«Más allá de lo ostentoso, la excelencia sostenible», Claire Bacquart #frentealespejo

Claire Bacquart #frentealespejo

El lujo ya no se mide en brillo, sino en coherencia, emoción y durabilidad. Emprender en este sector exige conjugar artesanía, sostenibilidad y narrativa para crear objetos que dejen huella. Cada pieza debe contar una historia que conecte con quien la elige, más allá de la función o el diseño. La excelencia sostenible se construye con detalle, paciencia y una visión que perdura en el tiempo.

Hoy en día, el sector del lujo ha dejado de entenderse como sinónimo de ostentación para convertirse en un espacio de auténtica diferenciación. Iniciar un proyecto en este ámbito supone articular una propuesta de valor que mezcle maestría artesanal, innovación tecnológica y un profundo compromiso con la sostenibilidad. Después de años explorando el nicho de la iluminación de autor, hemos aprendido que el verdadero lujo nace del cuidado extremo de cada detalle y de la capacidad de contar una historia que emocione y perdure.

El punto de partida es definir con claridad esa historia. Un objeto de lujo no solo debe cumplir su función: debe transmitir la personalidad de su creador y conectar con los valores de quien lo adquiere. Seleccionar materias primas nobles como latón reciclado, cristal soplado a mano o porcelana, ofrece una base sensorial sólida; pero si además se explica el origen de cada componente, el proceso de fabricación y el saber hacer detrás de él, el cliente entra en un relato que trasciende la mera transacción. Este relato es, hoy más que nunca, la moneda de cambio en el mercado.

«En una economía donde la obsolescencia programada es la norma, el lujo se define por su capacidad de perdurar».

El plano operativo es otro pilar sobre el que se asienta el éxito. Un producto de alta gama exige una cadena de suministro impecable: embalajes diseñados, controles de calidad estrictos y un servicio postventa que responda con rapidez y calidez.

La transparencia en el ciclo de vida de cada objeto –desde los proveedores de materias primas hasta la logística de entrega– se ha convertido en un requisito indispensable para quienes valoran la trazabilidad y la coherencia con prácticas medioambientales y sociales responsables.

En una economía donde la obsolescencia programada es la norma, el lujo se define por su capacidad de perdurar.
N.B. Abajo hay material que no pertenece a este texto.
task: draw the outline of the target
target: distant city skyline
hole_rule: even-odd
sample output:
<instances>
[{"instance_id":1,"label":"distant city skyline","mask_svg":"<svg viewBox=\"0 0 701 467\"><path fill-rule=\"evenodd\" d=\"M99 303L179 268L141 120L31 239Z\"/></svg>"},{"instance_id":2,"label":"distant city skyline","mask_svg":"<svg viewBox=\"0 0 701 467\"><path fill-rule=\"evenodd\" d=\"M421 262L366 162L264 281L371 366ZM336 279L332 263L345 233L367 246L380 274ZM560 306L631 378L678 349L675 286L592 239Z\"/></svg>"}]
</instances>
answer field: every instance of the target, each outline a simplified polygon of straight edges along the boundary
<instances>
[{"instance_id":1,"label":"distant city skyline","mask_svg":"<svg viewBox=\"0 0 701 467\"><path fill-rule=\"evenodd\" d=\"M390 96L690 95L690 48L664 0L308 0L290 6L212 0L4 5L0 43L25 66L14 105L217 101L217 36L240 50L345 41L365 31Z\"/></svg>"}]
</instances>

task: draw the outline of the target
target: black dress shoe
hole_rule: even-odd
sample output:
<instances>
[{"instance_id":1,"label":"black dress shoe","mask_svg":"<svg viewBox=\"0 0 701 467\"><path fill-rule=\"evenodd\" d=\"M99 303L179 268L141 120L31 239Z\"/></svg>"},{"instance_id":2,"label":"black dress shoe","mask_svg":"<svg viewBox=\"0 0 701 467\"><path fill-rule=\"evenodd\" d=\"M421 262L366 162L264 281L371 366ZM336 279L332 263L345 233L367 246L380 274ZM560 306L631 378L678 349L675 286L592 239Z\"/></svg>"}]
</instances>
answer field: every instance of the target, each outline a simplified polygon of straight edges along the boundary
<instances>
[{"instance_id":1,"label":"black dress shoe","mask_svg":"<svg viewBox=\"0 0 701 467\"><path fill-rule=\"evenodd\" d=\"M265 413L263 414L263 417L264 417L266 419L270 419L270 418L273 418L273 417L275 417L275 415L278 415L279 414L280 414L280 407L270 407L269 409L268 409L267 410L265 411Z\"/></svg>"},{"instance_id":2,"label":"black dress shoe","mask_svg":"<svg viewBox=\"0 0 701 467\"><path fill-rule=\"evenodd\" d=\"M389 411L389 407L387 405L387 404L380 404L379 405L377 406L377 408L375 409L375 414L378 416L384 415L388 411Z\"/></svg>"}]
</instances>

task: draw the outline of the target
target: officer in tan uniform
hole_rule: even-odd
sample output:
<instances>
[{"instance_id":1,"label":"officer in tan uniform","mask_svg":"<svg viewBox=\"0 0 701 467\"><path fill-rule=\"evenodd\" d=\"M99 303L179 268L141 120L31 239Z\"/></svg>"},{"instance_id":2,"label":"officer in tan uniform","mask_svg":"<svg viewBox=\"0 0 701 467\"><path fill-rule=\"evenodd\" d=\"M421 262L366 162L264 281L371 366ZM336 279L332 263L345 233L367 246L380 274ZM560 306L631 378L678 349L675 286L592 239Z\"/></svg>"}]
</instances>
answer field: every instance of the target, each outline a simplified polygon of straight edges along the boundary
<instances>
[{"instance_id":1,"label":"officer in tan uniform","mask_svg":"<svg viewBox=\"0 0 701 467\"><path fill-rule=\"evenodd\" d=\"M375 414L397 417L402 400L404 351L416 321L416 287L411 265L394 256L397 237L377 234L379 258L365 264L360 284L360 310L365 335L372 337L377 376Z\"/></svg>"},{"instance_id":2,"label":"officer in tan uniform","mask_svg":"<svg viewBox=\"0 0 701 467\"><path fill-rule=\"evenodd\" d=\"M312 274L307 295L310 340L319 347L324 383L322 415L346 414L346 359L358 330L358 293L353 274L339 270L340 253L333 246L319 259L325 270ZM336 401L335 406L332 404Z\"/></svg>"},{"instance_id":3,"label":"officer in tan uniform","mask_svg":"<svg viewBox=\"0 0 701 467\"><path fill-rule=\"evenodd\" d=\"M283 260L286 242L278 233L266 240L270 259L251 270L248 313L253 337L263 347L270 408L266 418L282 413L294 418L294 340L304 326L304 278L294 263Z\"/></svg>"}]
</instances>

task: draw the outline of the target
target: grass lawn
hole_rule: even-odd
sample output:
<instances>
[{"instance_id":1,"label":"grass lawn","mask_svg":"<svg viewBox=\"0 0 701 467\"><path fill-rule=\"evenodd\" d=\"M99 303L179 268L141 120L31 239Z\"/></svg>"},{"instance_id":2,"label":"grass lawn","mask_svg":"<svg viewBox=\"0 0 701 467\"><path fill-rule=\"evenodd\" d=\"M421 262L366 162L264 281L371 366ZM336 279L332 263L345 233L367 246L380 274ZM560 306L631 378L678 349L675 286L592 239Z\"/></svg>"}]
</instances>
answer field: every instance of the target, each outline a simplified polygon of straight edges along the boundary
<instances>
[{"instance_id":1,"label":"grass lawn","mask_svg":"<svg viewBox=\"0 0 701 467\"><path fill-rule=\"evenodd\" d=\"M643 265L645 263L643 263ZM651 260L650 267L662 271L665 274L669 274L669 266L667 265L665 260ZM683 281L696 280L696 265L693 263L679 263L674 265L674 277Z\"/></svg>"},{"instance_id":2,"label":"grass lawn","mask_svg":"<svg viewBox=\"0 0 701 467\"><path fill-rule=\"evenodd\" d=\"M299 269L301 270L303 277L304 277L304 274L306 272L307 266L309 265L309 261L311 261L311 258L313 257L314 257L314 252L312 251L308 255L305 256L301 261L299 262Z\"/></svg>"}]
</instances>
La elección de materiales resistentes y acabados que envejecen con nobleza asegura que cada pieza mantenga su integridad funcional y estética a lo largo de las décadas.

Además, diseñar para la reparación y el desmontaje facilita la sustitución de componentes y reduce el impacto medioambiental. Este enfoque de durabilidad y circularidad refuerza el compromiso del sector con la sostenibilidad y la economía circular.

«No existen atajos; la sostenibilidad financiera y reputacional solo se consigue a base de coherencia, esfuerzo y una obsesión constante por la excelencia».

Por último, emprender es también una llamada a la paciencia. Construir una marca con verdadero calado toma tiempo: reputación, referencias y recomendaciones se forjan día a día.

Cada lanzamiento, cada reseña en la prensa especializada y cada testimonio de un cliente satisfecho añade un ladrillo a ese edificio de credibilidad y deseabilidad. No existen atajos; la sostenibilidad financiera y reputacional solo se consigue a base de coherencia, esfuerzo y una obsesión constante por la excelencia.

Desde el primer boceto hasta el último clic de satisfacción del cliente, emprender implica adoptar una visión holística: decidir cómo se tocan las cosas, cómo se iluminan y cómo se sienten. Porque, en última instancia, el lujo más auténtico no reside en el precio, sino en la emoción y el valor compartido que cada pieza aporta a quienes la eligen.


Claire Bacquart es socia fundadora de Nedgis.